Dear Joe,
I was intrigued when I first read your profile. I have been on this site long enough to know that most people here do not describe themselves as Christian. I was curious enough to want to get to know more about you, so I “swiped right;” and instantly saw that you had done the same thing. We were a match.
You reached out to me first. You said hello and I returned your greeting. We both said it was nice to meet the other. You asked how my day was going and I told you that I good, I was spending the day working. You asked what I did for a living and I told you that I was a writer and a speaker. Over the next few minutes, because you asked, I told you that I had written a book. You were impressed and you asked me what the book was about. It was at that point I told you that I was a wheelchair user because I was affected by cerebral palsy. It wasn’t that it was a secret. The pictures that accompany my profile on that site make it obvious that I am wheelchair moble. And yet, once I said those words, you stopped communicating with me.
I wish you had asked me questions about how my disability affects my life. I would have been willing to answer almost anything. If I had been given that chance, then maybe I could have calmed some fears or challenged some misconceptions that you have. I would have welcomed that opportunity.
Did the fact that I have a different life experience than you do scare you off? Do you think I struggle or feel sorry for myself or that my life is significantly hard? If the answer to any of those questions is “yes,” then you would be right on some days. It can be frustrating when things are out of my reach or when I am out of something that I need and I can’t drive myself to the store. It is true that there are some things that my condition has taken away from me. But here is the thing. Because of my cerebral palsy, I have gained a lot of things too.
My circumstances mean that I have a boatload of patience. That is necessary in my world. It means there are times when I must wait on other people for help but it also means that I know how to slow down. I know how to appreciate the sunshine after a cold spell and I know how to really listen to what is going on with the people I care about. I am a good friend. And I can be a good support when others need me to be. I know what it is like to be in pain. That is why I like to ease the pain of others when it is in my capability to do so.

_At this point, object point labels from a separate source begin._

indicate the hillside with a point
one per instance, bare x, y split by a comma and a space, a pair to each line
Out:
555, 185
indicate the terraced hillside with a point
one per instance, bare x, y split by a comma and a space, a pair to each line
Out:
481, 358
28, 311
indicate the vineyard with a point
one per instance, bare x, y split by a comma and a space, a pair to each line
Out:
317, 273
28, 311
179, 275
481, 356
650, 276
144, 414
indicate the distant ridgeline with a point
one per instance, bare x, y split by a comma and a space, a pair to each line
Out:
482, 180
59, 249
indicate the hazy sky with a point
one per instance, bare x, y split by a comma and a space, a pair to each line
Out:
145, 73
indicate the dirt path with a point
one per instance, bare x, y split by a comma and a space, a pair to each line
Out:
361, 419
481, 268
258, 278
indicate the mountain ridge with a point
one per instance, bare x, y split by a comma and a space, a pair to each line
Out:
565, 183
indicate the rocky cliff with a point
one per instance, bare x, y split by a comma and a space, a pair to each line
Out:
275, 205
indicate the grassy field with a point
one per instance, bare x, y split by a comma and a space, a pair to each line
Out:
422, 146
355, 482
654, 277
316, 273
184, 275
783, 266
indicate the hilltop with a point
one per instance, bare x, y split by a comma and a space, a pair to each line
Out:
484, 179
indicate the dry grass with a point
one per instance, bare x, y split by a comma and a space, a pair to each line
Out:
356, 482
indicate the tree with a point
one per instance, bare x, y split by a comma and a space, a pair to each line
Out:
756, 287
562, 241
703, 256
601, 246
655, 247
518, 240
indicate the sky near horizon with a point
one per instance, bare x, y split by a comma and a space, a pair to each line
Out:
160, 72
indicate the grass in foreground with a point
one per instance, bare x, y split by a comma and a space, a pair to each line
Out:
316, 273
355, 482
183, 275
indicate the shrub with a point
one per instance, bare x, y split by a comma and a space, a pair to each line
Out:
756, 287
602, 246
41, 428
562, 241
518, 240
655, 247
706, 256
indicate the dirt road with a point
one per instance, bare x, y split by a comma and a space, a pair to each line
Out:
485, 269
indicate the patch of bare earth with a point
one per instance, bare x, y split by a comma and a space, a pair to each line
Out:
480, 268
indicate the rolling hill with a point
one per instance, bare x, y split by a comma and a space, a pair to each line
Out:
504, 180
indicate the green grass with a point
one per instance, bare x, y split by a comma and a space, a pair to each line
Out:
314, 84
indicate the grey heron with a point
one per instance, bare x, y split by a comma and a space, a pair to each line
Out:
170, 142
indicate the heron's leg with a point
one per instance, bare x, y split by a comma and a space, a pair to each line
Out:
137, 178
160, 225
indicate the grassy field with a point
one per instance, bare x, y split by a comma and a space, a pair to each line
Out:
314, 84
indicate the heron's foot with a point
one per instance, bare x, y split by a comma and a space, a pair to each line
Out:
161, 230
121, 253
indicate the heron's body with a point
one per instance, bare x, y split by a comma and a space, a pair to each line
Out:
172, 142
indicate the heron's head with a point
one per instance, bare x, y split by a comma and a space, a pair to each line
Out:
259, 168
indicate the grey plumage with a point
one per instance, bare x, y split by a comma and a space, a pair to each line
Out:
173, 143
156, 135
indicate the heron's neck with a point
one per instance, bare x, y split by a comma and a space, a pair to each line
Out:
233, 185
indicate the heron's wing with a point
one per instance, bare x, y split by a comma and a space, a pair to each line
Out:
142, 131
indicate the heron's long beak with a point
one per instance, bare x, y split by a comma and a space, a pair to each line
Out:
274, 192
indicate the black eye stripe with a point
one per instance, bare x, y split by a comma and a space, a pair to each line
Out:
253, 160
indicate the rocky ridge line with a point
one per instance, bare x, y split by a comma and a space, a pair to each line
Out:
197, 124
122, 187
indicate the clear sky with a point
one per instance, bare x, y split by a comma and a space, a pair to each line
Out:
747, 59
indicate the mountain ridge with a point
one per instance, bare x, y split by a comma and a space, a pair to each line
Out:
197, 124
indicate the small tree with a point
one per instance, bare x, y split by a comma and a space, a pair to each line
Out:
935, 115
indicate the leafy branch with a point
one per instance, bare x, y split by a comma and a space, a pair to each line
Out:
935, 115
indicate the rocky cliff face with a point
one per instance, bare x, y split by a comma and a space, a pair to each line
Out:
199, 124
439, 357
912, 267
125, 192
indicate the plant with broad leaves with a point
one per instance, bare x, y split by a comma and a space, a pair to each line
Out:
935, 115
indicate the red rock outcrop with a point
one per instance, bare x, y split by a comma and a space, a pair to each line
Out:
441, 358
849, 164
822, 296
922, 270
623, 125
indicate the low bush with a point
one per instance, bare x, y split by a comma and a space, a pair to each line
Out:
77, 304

You and I aren’t all that different. We are both midways through our lives and I am guessing there are some things you used to be able to do that are harder for you now. My balance is a little worse than it used to be. My coordination isn’t up to par by typical standards. I have spent most of my adult life learning to embrace my situation and these days I can say that it really isn’t that big of a deal. Since it isn’t likely to change at this point, I have learned to work with my disability instead of against it. After all, this is the way God made me.
I have a great laugh. In terms of movies, I love dramas and romantic comedies. Action adventures and horror films just aren’t my thing. I love to cook and I am always trying to tweak recipes and make them my own. I love snuggling with my puppy and watching him play. I don’t like that society views people with disabilities as second-class citizens and through my writing and my speaking, I am doing everything in my power to change that. When I was younger, I was a competitive athlete and several years ago I was very involved in wheelchair ballroom dance. I have scores of friends, and I am asked to consult and speak to various audiences about things that can empower lots of people. I live a full, active life and my disability is only a small part of that.
I want you to know that I don’t blame you for your reaction to me. In my experience, people fear what they don’t know and it is possible that you just have not been around many people with disabilities. That is okay. I wish you well. I sincerely hope that you find what you are looking for.
I just know that when I find the right guy for me, he isn’t going to be the “average joe.”